Zahra benar-benar kesal. Ia pergi ke ruang tamu. Rupanya perdebatan antara
Kakek dan Mama dipindah ke sana. Kembalilah Zahra ke depan kamar mandi.
Dikunci. Dengan intonasi senewen, “Siapa di dalaaaam?”
Terdengar suara
nyaring nan sengau, “Mayong!”
Apakah di rumah
sebesar itu kamar mandinya hanya satu? Tentu tidak. Zahra baru ingat untuk
pergi ke kamar mandi lainnya, kendati sebetulnya hasrat ingin menangisnya sudah
hilang sama sekali. Ia berbalik dan menggerutu ketika hampir menabrak tubuh Mas
Imin. Ia berusaha mencari celah namun gerak Mas Imin lebih sigap menghadangnya.

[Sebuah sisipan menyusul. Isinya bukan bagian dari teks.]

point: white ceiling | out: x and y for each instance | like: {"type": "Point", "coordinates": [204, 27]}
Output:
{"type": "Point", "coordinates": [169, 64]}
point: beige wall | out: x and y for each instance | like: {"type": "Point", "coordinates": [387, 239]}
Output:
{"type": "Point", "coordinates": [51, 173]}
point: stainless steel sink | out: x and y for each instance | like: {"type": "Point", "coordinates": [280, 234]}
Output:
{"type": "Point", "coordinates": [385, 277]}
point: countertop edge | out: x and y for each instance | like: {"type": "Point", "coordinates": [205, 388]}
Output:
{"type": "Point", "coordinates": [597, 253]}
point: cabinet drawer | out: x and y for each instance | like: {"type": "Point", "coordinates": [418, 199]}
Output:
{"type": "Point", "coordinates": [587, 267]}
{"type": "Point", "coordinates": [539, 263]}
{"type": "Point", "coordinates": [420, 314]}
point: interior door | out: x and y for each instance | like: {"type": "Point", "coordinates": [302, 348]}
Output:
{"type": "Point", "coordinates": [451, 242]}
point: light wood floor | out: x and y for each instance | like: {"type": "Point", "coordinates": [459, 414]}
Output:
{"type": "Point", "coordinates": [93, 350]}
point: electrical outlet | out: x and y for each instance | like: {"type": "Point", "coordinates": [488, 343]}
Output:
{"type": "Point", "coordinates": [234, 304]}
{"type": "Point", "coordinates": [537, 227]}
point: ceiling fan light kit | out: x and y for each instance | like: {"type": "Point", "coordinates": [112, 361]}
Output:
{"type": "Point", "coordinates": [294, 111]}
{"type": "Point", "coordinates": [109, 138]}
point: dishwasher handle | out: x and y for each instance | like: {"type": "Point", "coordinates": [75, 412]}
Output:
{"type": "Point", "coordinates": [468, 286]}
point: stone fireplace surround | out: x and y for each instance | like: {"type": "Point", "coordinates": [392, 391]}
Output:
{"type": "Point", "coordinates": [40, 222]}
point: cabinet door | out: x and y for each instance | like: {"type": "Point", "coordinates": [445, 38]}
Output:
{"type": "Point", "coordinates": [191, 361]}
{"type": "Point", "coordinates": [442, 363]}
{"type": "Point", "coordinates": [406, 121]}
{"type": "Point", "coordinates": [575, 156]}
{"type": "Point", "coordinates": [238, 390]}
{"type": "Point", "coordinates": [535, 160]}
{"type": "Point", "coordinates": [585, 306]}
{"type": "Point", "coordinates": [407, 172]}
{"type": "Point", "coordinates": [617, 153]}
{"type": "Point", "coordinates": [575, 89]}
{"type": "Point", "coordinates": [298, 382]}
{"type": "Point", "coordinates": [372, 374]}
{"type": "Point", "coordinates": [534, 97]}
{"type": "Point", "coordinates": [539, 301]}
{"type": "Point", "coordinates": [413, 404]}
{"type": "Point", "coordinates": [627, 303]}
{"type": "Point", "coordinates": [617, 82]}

Meskipun sudah tidak lagi peduli pada aplikasi resolusinya, Zahra tetap
kepikiran untuk menambah satu poin lagi: belajar silat. Lain kali Mas Imin
menghadangnya, ia bakal loncat tinggi-tinggi dan menendang Mas Imin sekuat
mungkin.
Zahra menyerah.
Ia berdiri tegak menantang si sulung, yang dengan nada sok bijak berkata,
“Sebetulnya yang kemarin itu belum lengkap, Zahra. Ada yang belum Mas
beritahukan sama kamu,” ucap Mas Imin pelan, seakan-akan apa yang
dibicarakannya adalah rahasia negara.
Hampir saja
Zahra termakan suasana. Meski semangat pemberdayaan dirinya nyaris putus, tak
urung ia ingin tahu juga. Dahinya berkerut. Tanggapnya sok malas, “Apa gitu?”
“Masih ada satu
lagi rahasia huruf S—huruf S yang dapat mengubah kualitas kehidupan sosial.
Sebuah jurus andalan.”
Sekian menit
Zahra menunggu kata berawalan huruf S ke luar dari mulut Mas Imin. Tapi sudah
jadi tabiat Mas Imin untuk terlebih dulu mempermainkan lawan bicara yang ingin
diusilinya. Hingga Zahra jadi setengah mati penasaran gara-gara itu. “Apaan
sih?” sergahnya kemudian, tak tahan juga. Kalau Mas Imin masih mau bermain-main
dengannya lebih lama lagi, Zahra akan mengerahkan segenap tenaganya agar Mas
Imin menyingkir dari jalannya.
“SILATURAHMI.”
Mas Imin
menyeringai, lalu mengangguk pada tatap Zahra yang bertanya.